Analyst sez short-term cost savings buff up results

Earnings at a clutch of major media congloms may have beat Wall Street’s expectations for the fourth quarter, but the sector’s performance isn’t all it’s cracked up to be by one prominent analyst’s estimation.

In a detailed research note, Michael Nathanson of Nomura Securities questioned whether what he interprets as short-term belt-tightening at the congloms that have reported earnings so far may be inflating their margins.

“With revenues coming in as expected but earnings beating handily, the upside in earnings and operating profit growth were driven by the expense line,” Nathanson wrote Tuesday. “In fact, we would argue that the industry did a remarkable (but likely unsustainable) job in reining in operating expenses in the quarter.”
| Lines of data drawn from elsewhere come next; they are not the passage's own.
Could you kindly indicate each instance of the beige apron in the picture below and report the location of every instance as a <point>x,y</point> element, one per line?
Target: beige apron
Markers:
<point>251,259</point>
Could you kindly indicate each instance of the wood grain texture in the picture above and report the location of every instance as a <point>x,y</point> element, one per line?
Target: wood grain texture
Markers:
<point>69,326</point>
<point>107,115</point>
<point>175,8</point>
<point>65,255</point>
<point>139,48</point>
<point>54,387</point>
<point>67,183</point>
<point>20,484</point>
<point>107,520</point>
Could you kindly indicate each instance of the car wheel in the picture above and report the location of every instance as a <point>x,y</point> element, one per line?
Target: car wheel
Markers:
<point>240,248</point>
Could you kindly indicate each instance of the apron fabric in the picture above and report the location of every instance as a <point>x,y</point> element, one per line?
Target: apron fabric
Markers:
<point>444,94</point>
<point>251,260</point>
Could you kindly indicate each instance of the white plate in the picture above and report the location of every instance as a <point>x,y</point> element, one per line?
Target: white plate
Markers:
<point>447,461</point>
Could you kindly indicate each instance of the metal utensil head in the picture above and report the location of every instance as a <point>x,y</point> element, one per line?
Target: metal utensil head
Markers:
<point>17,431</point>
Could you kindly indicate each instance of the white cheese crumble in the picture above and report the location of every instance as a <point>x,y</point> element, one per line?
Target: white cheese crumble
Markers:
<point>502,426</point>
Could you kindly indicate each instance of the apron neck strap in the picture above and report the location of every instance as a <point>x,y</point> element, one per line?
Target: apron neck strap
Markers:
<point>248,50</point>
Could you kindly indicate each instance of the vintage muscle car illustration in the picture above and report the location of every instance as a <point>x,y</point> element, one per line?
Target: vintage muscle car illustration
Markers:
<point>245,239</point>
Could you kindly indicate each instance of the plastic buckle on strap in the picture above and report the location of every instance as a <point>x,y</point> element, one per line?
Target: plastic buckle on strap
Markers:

The NBA lockout was one factor driving cost savings that magnified revenues for the quarter, with News Corp. in particular reporting a $55 million boost to profits as a result of the league’s delayed start to the season. Those costs will increase when next season is played in full, and other expenses kick in, such as an expected hike in marketing costs for cable networks experiencing softening ratings.

Cost growth for News Corp., Disney, Viacom, Scripps and Time Warner was just 0.1% for the fourth quarter, according to Nathanson. When filmed entertainment results are pulled out of the equation — a calculation Nathanson explains provides a clearer sense of a company’s fundamentals considering the volatility of recording revenue and earnings in this realm — aggregate costs for the five companies drop 0.4%.

The biggest revenue drivers for these congloms — advertising sales and affiliate fees paid by cable, satellite and telco operators — also provide a skewed sense of the sector’s overall performance, according to Nathanson.

While in aggregate both are up, that’s due to a wide divergence in the results reported across these companies. Affiliate revenue growth, for instance, is up 10% across the five companies, but Viacom’s 15.8% increase for the quarter is a far cry from the 4.6% Time Warner reported for the same measure.

Nathanson is bullish on News Corp. and Disney due to strong affiliate growth on the horizon.